Families are important. Vacations are important. Our National Parks are important. And taking our families on vacations to National Parks might be the most important thing we do. As a culture, Americans enjoy a “love/hate” relationship with our jobs. We value hard work and industry to the point that we as individuals feel diminished when we step away from gainful employment. For some, there is a perceived threat that our value as an employee drops when we take a break and a co-worker does not. It’s a dilemma – but there is scientific evidence that taking time off to recharge and rest helps us approach our work with energy, efficiency and creativity.
And it’s not just vacations we need. We also can help recover from the demands of work by spending time outdoors, preferably in a natural setting. Over the last few years, studies have shown that something as simple as a walk in the woods can improve memory and performance. Time spent in forest settings improves mental and physical energy, relieves stress and reduces inflammation. When woodland walkers return to work, they feel better, perform better, and even exhibit calm during their commutes.
Yellowstone and Grand Teton National Park have long been sought out by people needing to get away from the workaday, and recharge with a little adventure. We welcome over three million visitors to our little corner of paradise each summer – which speaks volumes about the need to soothe our souls in wild places. I’m lucky to live and work in this wild and scenic landscape – but it’s still work- so after a season on the Snake River, even I need to recharge my batteries! And just like you, I seek that recovery in nature.
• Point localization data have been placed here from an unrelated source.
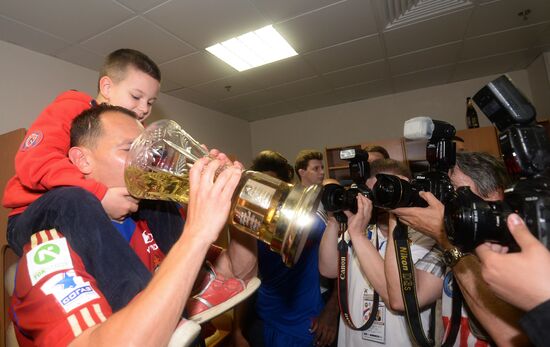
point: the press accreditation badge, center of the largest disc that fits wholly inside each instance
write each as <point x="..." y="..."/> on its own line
<point x="377" y="331"/>
<point x="257" y="194"/>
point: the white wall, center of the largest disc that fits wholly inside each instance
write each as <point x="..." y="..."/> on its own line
<point x="539" y="80"/>
<point x="31" y="80"/>
<point x="371" y="119"/>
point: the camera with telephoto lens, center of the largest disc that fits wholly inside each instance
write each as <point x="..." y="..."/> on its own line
<point x="389" y="192"/>
<point x="440" y="154"/>
<point x="525" y="148"/>
<point x="336" y="198"/>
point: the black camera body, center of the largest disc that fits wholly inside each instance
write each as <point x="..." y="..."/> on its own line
<point x="440" y="154"/>
<point x="525" y="147"/>
<point x="336" y="198"/>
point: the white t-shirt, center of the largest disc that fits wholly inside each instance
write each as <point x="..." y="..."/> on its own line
<point x="389" y="329"/>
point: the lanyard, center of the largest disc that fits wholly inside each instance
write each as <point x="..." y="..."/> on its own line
<point x="408" y="291"/>
<point x="343" y="286"/>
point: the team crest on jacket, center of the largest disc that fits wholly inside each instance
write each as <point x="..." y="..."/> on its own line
<point x="32" y="140"/>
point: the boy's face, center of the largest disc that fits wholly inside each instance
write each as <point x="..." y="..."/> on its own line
<point x="109" y="154"/>
<point x="137" y="91"/>
<point x="314" y="173"/>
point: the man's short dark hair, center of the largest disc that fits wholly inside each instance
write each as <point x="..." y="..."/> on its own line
<point x="303" y="158"/>
<point x="273" y="161"/>
<point x="487" y="172"/>
<point x="390" y="166"/>
<point x="86" y="127"/>
<point x="116" y="64"/>
<point x="377" y="149"/>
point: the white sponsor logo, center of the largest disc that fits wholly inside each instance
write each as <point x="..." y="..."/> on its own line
<point x="70" y="290"/>
<point x="147" y="237"/>
<point x="47" y="258"/>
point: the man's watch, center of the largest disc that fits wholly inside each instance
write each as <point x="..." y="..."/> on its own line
<point x="451" y="256"/>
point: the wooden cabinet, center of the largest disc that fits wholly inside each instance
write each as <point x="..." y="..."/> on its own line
<point x="414" y="152"/>
<point x="480" y="140"/>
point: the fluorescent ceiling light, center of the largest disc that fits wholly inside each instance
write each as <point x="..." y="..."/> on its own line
<point x="252" y="49"/>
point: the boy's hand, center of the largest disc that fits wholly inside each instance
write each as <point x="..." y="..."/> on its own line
<point x="357" y="223"/>
<point x="210" y="197"/>
<point x="118" y="203"/>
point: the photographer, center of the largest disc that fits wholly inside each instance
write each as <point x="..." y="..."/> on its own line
<point x="521" y="278"/>
<point x="486" y="177"/>
<point x="366" y="252"/>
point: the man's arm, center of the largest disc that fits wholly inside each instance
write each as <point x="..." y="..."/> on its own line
<point x="498" y="318"/>
<point x="325" y="326"/>
<point x="153" y="315"/>
<point x="328" y="249"/>
<point x="240" y="258"/>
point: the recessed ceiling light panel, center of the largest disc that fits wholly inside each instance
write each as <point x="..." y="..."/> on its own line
<point x="253" y="49"/>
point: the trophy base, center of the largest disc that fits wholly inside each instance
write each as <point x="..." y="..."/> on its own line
<point x="295" y="222"/>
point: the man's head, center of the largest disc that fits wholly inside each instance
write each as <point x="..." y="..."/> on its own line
<point x="390" y="167"/>
<point x="376" y="152"/>
<point x="484" y="174"/>
<point x="309" y="167"/>
<point x="100" y="140"/>
<point x="129" y="79"/>
<point x="273" y="164"/>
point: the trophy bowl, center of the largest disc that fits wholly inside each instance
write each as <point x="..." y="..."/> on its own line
<point x="273" y="211"/>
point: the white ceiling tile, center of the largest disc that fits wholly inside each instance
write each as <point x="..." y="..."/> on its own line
<point x="140" y="5"/>
<point x="351" y="53"/>
<point x="206" y="22"/>
<point x="284" y="9"/>
<point x="249" y="100"/>
<point x="272" y="110"/>
<point x="343" y="21"/>
<point x="167" y="85"/>
<point x="217" y="89"/>
<point x="70" y="20"/>
<point x="316" y="100"/>
<point x="488" y="65"/>
<point x="344" y="57"/>
<point x="195" y="69"/>
<point x="142" y="35"/>
<point x="543" y="37"/>
<point x="426" y="58"/>
<point x="357" y="74"/>
<point x="429" y="33"/>
<point x="364" y="91"/>
<point x="422" y="79"/>
<point x="28" y="37"/>
<point x="283" y="71"/>
<point x="299" y="88"/>
<point x="501" y="42"/>
<point x="81" y="56"/>
<point x="193" y="96"/>
<point x="501" y="15"/>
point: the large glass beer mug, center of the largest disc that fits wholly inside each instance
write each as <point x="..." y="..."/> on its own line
<point x="264" y="207"/>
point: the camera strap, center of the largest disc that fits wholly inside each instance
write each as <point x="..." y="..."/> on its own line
<point x="408" y="291"/>
<point x="343" y="288"/>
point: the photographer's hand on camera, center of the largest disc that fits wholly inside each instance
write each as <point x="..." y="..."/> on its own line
<point x="369" y="257"/>
<point x="519" y="278"/>
<point x="428" y="220"/>
<point x="357" y="223"/>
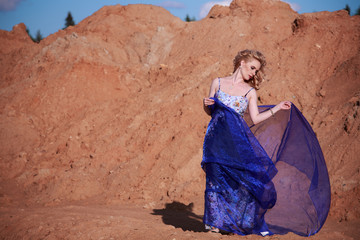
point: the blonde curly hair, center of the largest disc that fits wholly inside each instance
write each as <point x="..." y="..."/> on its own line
<point x="248" y="55"/>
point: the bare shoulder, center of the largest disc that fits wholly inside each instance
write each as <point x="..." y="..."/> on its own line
<point x="252" y="94"/>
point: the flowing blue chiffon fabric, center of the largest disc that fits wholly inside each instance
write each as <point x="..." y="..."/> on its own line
<point x="270" y="177"/>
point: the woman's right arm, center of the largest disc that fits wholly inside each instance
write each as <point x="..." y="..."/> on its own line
<point x="207" y="101"/>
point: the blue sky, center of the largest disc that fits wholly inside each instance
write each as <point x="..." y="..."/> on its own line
<point x="48" y="16"/>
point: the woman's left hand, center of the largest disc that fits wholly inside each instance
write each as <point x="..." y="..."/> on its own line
<point x="285" y="105"/>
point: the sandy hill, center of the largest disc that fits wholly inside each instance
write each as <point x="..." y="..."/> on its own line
<point x="110" y="111"/>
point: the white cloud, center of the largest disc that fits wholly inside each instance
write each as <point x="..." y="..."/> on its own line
<point x="172" y="4"/>
<point x="296" y="7"/>
<point x="207" y="6"/>
<point x="8" y="5"/>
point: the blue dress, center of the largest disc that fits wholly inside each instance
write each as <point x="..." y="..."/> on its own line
<point x="277" y="164"/>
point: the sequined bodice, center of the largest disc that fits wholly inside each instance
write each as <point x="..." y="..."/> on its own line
<point x="238" y="103"/>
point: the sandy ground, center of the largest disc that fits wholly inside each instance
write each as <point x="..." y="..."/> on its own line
<point x="111" y="109"/>
<point x="132" y="222"/>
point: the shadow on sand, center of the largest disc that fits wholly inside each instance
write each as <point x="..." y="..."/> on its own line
<point x="181" y="216"/>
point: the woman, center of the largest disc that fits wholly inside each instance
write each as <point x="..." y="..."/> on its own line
<point x="240" y="166"/>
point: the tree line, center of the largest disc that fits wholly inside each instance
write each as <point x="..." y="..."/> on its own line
<point x="69" y="21"/>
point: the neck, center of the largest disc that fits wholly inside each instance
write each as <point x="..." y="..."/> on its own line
<point x="237" y="77"/>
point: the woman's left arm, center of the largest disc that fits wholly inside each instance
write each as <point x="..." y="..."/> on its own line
<point x="257" y="117"/>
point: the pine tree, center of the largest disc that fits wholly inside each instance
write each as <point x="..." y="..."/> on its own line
<point x="69" y="21"/>
<point x="188" y="19"/>
<point x="347" y="8"/>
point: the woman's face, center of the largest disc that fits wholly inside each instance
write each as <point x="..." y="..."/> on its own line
<point x="249" y="68"/>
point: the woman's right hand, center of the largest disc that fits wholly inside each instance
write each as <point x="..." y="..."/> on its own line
<point x="208" y="101"/>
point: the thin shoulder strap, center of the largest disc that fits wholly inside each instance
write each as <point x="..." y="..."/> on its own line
<point x="249" y="91"/>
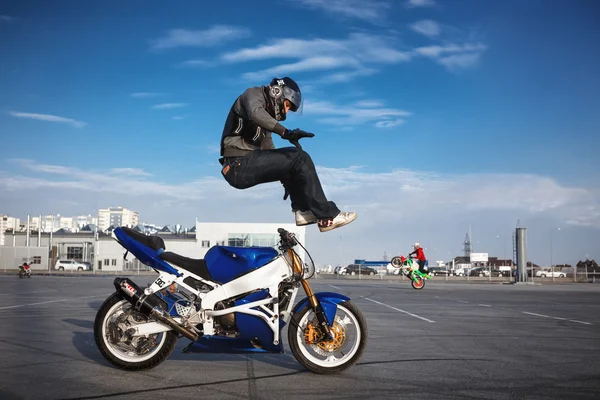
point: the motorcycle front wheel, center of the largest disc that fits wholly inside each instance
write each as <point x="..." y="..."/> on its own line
<point x="418" y="283"/>
<point x="326" y="357"/>
<point x="113" y="319"/>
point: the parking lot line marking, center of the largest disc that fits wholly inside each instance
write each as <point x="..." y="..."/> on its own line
<point x="27" y="293"/>
<point x="50" y="301"/>
<point x="537" y="315"/>
<point x="580" y="322"/>
<point x="399" y="310"/>
<point x="558" y="318"/>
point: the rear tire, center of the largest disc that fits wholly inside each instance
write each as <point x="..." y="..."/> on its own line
<point x="163" y="350"/>
<point x="309" y="355"/>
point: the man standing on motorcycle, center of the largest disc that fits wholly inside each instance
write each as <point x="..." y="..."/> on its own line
<point x="249" y="157"/>
<point x="418" y="250"/>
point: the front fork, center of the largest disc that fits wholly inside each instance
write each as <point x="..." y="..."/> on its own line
<point x="312" y="299"/>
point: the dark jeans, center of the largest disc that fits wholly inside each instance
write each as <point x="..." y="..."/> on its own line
<point x="292" y="167"/>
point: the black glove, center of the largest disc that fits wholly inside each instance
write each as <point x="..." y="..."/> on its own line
<point x="294" y="135"/>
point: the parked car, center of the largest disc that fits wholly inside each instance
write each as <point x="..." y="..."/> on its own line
<point x="353" y="269"/>
<point x="547" y="273"/>
<point x="339" y="270"/>
<point x="71" y="265"/>
<point x="480" y="271"/>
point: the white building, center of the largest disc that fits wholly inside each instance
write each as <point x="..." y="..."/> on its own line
<point x="82" y="220"/>
<point x="117" y="216"/>
<point x="3" y="227"/>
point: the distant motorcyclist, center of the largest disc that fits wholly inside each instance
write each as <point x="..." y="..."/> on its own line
<point x="421" y="259"/>
<point x="249" y="156"/>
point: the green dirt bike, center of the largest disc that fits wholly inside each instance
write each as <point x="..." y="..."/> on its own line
<point x="410" y="269"/>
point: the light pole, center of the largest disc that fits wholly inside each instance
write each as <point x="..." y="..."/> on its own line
<point x="551" y="264"/>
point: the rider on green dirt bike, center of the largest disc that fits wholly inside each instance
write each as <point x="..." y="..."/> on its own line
<point x="421" y="259"/>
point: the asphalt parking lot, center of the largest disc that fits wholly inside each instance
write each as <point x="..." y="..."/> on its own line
<point x="447" y="341"/>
I just returned from a fantastic hiking vacation with my family to Zion and Bryce National Parks. Believe it or not, even though I live a stone’s throw from Yellowstone and work in Grand Teton, I gravitate towards National Parks for my leisure time, too. The National Park system is the greatest American invention – and recently, I’ve been making it a point to let my elected representatives know just how much the Park system means to me and my family. How many National Parks have you visited? Which one are you planning on visiting next? And no matter which Park you end up in, remember to send a post card to your congressman when you get there!